How do I know if my betta is a healthy weight? I'm very cautious about overfeeding to the point that I'm worried I underfeed! He gets Aqueon pellets, which are pretty small, twice a day, usually 3-4 at a feeding. He's crazy active and his fins look pretty, but maybe that's because I haven't managed to starve him to death yet...

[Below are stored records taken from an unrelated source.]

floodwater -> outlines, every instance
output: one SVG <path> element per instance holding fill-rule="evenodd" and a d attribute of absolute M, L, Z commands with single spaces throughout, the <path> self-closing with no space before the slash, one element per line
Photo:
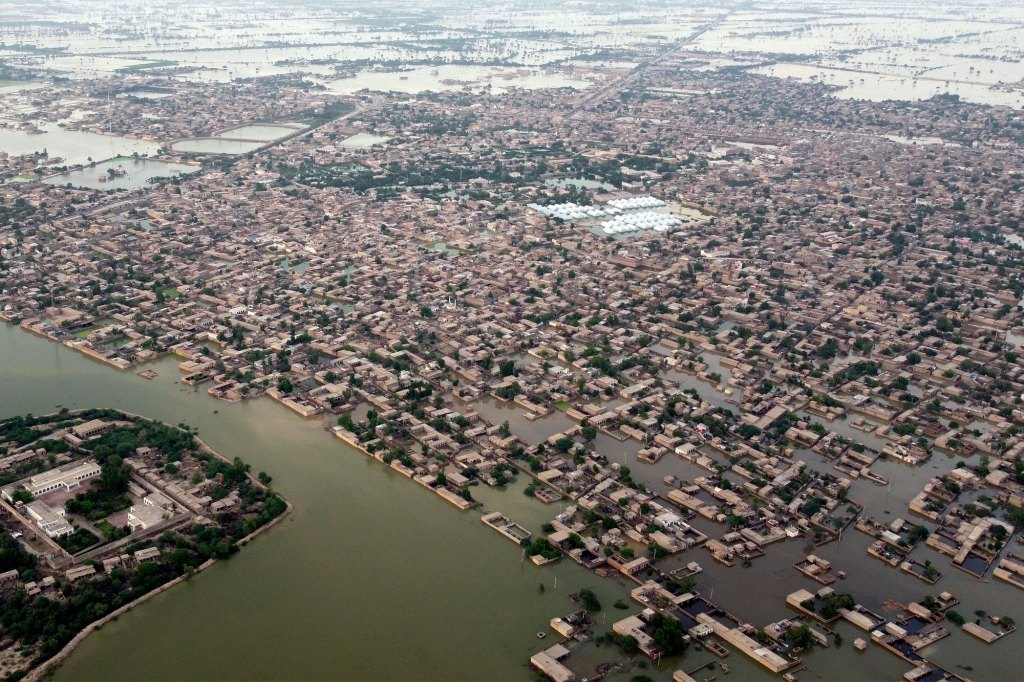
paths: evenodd
<path fill-rule="evenodd" d="M 342 78 L 327 85 L 331 92 L 340 94 L 352 94 L 360 90 L 415 94 L 462 88 L 488 89 L 493 94 L 500 94 L 514 87 L 526 90 L 541 88 L 580 90 L 590 87 L 591 83 L 560 73 L 545 73 L 530 69 L 441 65 L 417 67 L 405 71 L 366 70 L 351 78 Z"/>
<path fill-rule="evenodd" d="M 275 142 L 283 137 L 293 135 L 301 128 L 284 125 L 248 125 L 225 130 L 215 137 L 223 140 L 257 140 L 259 142 Z"/>
<path fill-rule="evenodd" d="M 549 180 L 545 180 L 544 184 L 562 189 L 568 189 L 570 187 L 580 189 L 606 189 L 609 191 L 615 189 L 615 185 L 607 182 L 601 182 L 600 180 L 589 180 L 587 178 L 551 178 Z"/>
<path fill-rule="evenodd" d="M 959 147 L 960 145 L 955 142 L 946 142 L 941 137 L 903 137 L 902 135 L 883 135 L 883 138 L 896 144 L 906 144 L 910 146 L 927 146 L 931 144 L 942 145 L 943 147 Z"/>
<path fill-rule="evenodd" d="M 245 154 L 256 151 L 266 142 L 248 142 L 245 140 L 231 140 L 223 137 L 202 137 L 194 140 L 181 140 L 171 145 L 176 152 L 188 154 Z"/>
<path fill-rule="evenodd" d="M 665 349 L 667 351 L 667 349 Z M 729 368 L 721 364 L 720 358 L 713 353 L 702 353 L 709 371 L 722 374 L 723 381 L 728 381 Z M 705 399 L 721 404 L 728 409 L 736 406 L 726 403 L 721 393 L 705 382 L 699 382 L 693 375 L 680 372 L 666 372 L 664 378 L 679 383 L 681 388 L 695 387 Z M 550 437 L 553 433 L 563 430 L 570 421 L 559 412 L 541 420 L 526 419 L 525 412 L 508 403 L 499 403 L 491 398 L 472 404 L 489 420 L 500 423 L 507 420 L 512 432 L 520 439 L 537 443 Z M 458 408 L 457 408 L 458 409 Z M 853 429 L 846 421 L 827 422 L 820 417 L 810 416 L 822 421 L 830 430 L 837 431 L 855 441 L 881 448 L 882 441 L 870 433 Z M 636 459 L 640 445 L 634 440 L 618 441 L 604 433 L 599 433 L 594 441 L 594 449 L 599 454 L 608 456 L 612 462 L 629 466 L 634 479 L 642 481 L 652 490 L 662 495 L 667 493 L 669 486 L 664 483 L 666 475 L 676 478 L 693 480 L 698 476 L 707 476 L 709 472 L 690 464 L 674 454 L 665 455 L 656 464 L 646 464 Z M 721 455 L 715 455 L 705 448 L 706 454 L 723 461 Z M 817 453 L 800 448 L 796 451 L 795 460 L 802 460 L 815 471 L 841 475 L 832 468 L 832 462 Z M 966 459 L 950 458 L 936 454 L 931 461 L 919 467 L 908 467 L 893 460 L 880 460 L 873 470 L 886 477 L 890 484 L 878 486 L 866 480 L 856 480 L 850 492 L 850 498 L 865 505 L 866 514 L 882 522 L 890 522 L 897 517 L 907 518 L 912 523 L 924 523 L 932 528 L 932 524 L 924 522 L 909 514 L 907 503 L 916 495 L 924 484 L 933 476 L 945 473 L 952 468 L 954 461 Z M 973 460 L 968 460 L 973 461 Z M 742 483 L 739 476 L 727 475 L 734 485 Z M 704 522 L 697 518 L 692 524 L 712 537 L 719 537 L 724 532 L 722 526 Z M 742 566 L 726 567 L 712 560 L 703 550 L 683 552 L 667 559 L 662 568 L 665 570 L 680 568 L 690 561 L 698 561 L 704 567 L 699 576 L 698 587 L 705 596 L 709 596 L 726 610 L 757 626 L 792 615 L 785 607 L 785 597 L 800 588 L 817 590 L 821 586 L 801 576 L 792 564 L 807 553 L 813 552 L 833 562 L 837 570 L 845 570 L 848 578 L 833 585 L 837 591 L 850 592 L 860 603 L 878 613 L 885 614 L 883 604 L 886 600 L 919 601 L 926 595 L 936 595 L 948 590 L 958 596 L 962 604 L 956 607 L 961 613 L 969 615 L 977 609 L 986 610 L 995 615 L 1009 615 L 1020 611 L 1024 602 L 1014 588 L 991 580 L 983 583 L 972 576 L 954 568 L 947 557 L 939 555 L 925 546 L 918 547 L 912 554 L 919 560 L 930 559 L 944 573 L 937 585 L 929 586 L 916 578 L 906 575 L 895 568 L 885 566 L 867 554 L 868 546 L 873 538 L 848 528 L 841 541 L 813 548 L 803 539 L 787 541 L 772 545 L 767 555 L 754 560 L 750 568 Z M 1017 548 L 1019 550 L 1019 547 Z M 1004 550 L 1006 551 L 1006 550 Z M 989 573 L 989 577 L 991 573 Z M 923 651 L 923 655 L 951 670 L 956 666 L 971 666 L 973 672 L 968 675 L 972 679 L 1013 679 L 1012 657 L 990 655 L 990 648 L 978 640 L 964 634 L 955 626 L 947 624 L 952 635 L 940 643 Z M 867 633 L 861 632 L 845 623 L 840 623 L 838 631 L 843 635 L 846 644 L 841 648 L 832 647 L 828 650 L 816 649 L 804 658 L 815 679 L 828 680 L 864 680 L 864 679 L 897 679 L 909 670 L 910 666 L 886 652 L 870 648 L 861 654 L 852 648 L 857 637 L 870 639 Z M 572 659 L 570 659 L 571 662 Z M 693 670 L 700 661 L 698 655 L 691 653 L 682 662 L 682 667 Z M 760 670 L 735 668 L 734 662 L 740 662 L 740 656 L 732 656 L 729 665 L 734 667 L 734 679 L 767 679 L 769 676 Z"/>
<path fill-rule="evenodd" d="M 149 364 L 159 376 L 145 381 L 6 324 L 0 325 L 0 348 L 5 388 L 0 416 L 41 414 L 58 406 L 111 406 L 172 424 L 184 421 L 226 456 L 243 457 L 254 471 L 273 475 L 274 486 L 296 507 L 288 520 L 236 557 L 91 635 L 57 672 L 58 680 L 525 680 L 532 677 L 525 666 L 529 656 L 551 643 L 538 642 L 534 633 L 571 610 L 566 594 L 591 586 L 606 612 L 615 599 L 628 599 L 622 584 L 565 560 L 545 569 L 521 565 L 519 549 L 483 526 L 479 512 L 457 511 L 346 447 L 315 421 L 300 419 L 268 399 L 228 404 L 201 388 L 180 385 L 174 359 Z M 530 421 L 522 410 L 489 398 L 475 401 L 472 408 L 498 423 L 507 419 L 528 442 L 571 425 L 560 412 Z M 656 465 L 637 462 L 632 459 L 635 443 L 613 440 L 599 436 L 597 451 L 627 462 L 634 478 L 658 492 L 665 491 L 661 479 L 667 474 L 702 475 L 672 454 Z M 810 451 L 797 456 L 818 470 L 830 466 Z M 879 520 L 906 517 L 907 500 L 950 466 L 938 455 L 916 469 L 882 461 L 875 469 L 892 484 L 855 481 L 850 496 L 866 503 Z M 520 476 L 509 490 L 478 486 L 473 494 L 486 510 L 501 511 L 538 532 L 567 502 L 545 507 L 521 494 L 524 483 Z M 717 530 L 712 524 L 695 525 Z M 813 550 L 847 571 L 847 580 L 835 587 L 852 592 L 868 608 L 881 611 L 886 599 L 919 600 L 949 590 L 962 600 L 962 613 L 985 609 L 1020 616 L 1020 595 L 1010 586 L 981 583 L 920 547 L 914 556 L 932 559 L 945 573 L 929 587 L 869 557 L 865 550 L 871 540 L 849 529 L 842 542 Z M 704 594 L 760 626 L 791 615 L 786 594 L 816 588 L 791 568 L 808 551 L 803 540 L 793 540 L 772 546 L 750 568 L 728 568 L 697 549 L 667 559 L 663 567 L 700 562 L 705 571 L 698 586 Z M 539 583 L 545 584 L 543 594 Z M 614 622 L 625 613 L 610 610 L 602 617 Z M 608 627 L 600 623 L 597 629 Z M 846 646 L 816 650 L 805 658 L 823 679 L 896 679 L 909 668 L 874 648 L 855 653 L 850 644 L 864 633 L 847 625 L 839 629 Z M 953 630 L 925 655 L 952 669 L 970 665 L 974 679 L 1016 676 L 1012 656 L 992 655 L 991 648 Z M 168 637 L 169 632 L 174 636 Z M 225 642 L 232 656 L 224 655 Z M 582 676 L 611 656 L 605 652 L 590 646 L 568 663 Z M 662 661 L 659 670 L 652 666 L 646 674 L 666 679 L 673 669 L 692 670 L 704 654 Z M 741 656 L 730 657 L 729 663 L 735 679 L 768 677 Z"/>
<path fill-rule="evenodd" d="M 529 657 L 553 643 L 535 633 L 575 608 L 566 595 L 590 586 L 606 609 L 628 600 L 570 561 L 523 565 L 481 512 L 458 511 L 317 422 L 180 385 L 173 359 L 149 364 L 159 376 L 145 381 L 7 324 L 0 349 L 0 417 L 109 406 L 184 421 L 270 473 L 295 505 L 235 557 L 90 635 L 55 679 L 528 680 Z M 523 484 L 473 492 L 538 532 L 557 510 Z"/>
<path fill-rule="evenodd" d="M 138 88 L 136 90 L 129 90 L 125 93 L 131 97 L 138 97 L 139 99 L 165 99 L 172 97 L 173 92 L 164 92 L 162 90 L 147 90 L 145 88 Z"/>
<path fill-rule="evenodd" d="M 773 64 L 753 69 L 752 73 L 839 86 L 842 89 L 836 92 L 836 97 L 842 99 L 862 99 L 875 102 L 883 100 L 913 101 L 929 99 L 935 95 L 951 94 L 979 104 L 1024 107 L 1024 93 L 984 83 L 829 69 L 810 64 Z"/>
<path fill-rule="evenodd" d="M 80 130 L 65 130 L 56 125 L 42 126 L 40 134 L 12 128 L 0 128 L 0 149 L 11 156 L 46 151 L 51 159 L 64 159 L 61 165 L 89 163 L 89 159 L 130 156 L 134 152 L 153 155 L 160 143 L 119 135 L 100 135 Z"/>
<path fill-rule="evenodd" d="M 32 81 L 0 79 L 0 94 L 4 95 L 25 90 L 38 90 L 42 87 L 45 87 L 42 83 L 34 83 Z"/>
<path fill-rule="evenodd" d="M 372 133 L 356 133 L 346 137 L 344 140 L 338 143 L 339 147 L 345 147 L 346 149 L 367 149 L 375 144 L 387 142 L 390 137 L 384 135 L 373 135 Z"/>
<path fill-rule="evenodd" d="M 108 170 L 124 171 L 121 177 L 114 177 Z M 89 189 L 138 189 L 149 184 L 152 178 L 168 178 L 176 175 L 199 172 L 199 166 L 183 163 L 169 163 L 155 159 L 119 158 L 98 163 L 95 166 L 61 173 L 43 182 L 50 185 L 66 185 Z M 100 178 L 105 178 L 100 180 Z"/>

I just wonder because when initially got him two months ago, he barely ate anything the first three weeks 3 pellets at a time seemed like success. But today, I kept feeding and he probably ate 10 pellets. Is that he has now settled in and his appetite is back to normal?? Does he look skinny?


----------



## bettafish15 (Oct 3, 2010)

Your fish is fine! 10 pellets is wayyy too much. A bettas stomach is the size of their EYE. 3-4 pellets a day is perfect for them. If you overfeed, it causes all kinds of problems. Bettas eat until they explode


----------



## briser (Feb 7, 2011)

I feed the same pellets and I don't see anything wrong with 3 twice a day to be honest.. Those pellets are superrrr tiny. I feed all my males 3 in the morning and 3 in the night.. I feed my female 2 in the morning and 2 in the night (She's really small.) I fast them on Saturday though.

They are never bloated or constipated so it works well for them.


----------



## LeroyTheBetta (Dec 18, 2010)

I agree with bettafish15, but want to add that if you still think your betta needs more, instead of feeding more at each meal (therefore impending explosion...lol), add a meal. So, feed 3 times a day instead of 2. Smaller meals more often.

What you could also do is just look at lots and lots of betta photos. Not that all photos will show a perfect betta, but it'll give you a general sense of how filled out their bodies should be.


----------



## kif3 (May 10, 2011)

i always feel the same about when i feed my Betta too! im sure he is fine though and i feed him 4-6 tiny pellets twice a day and he is a happy chappy ^^. 
some advice i heard was feed him enough but make sure he is still looking for food after you've finished so if he ignores food you've feed him too much.

(btw your betta is gorgeous!! )


----------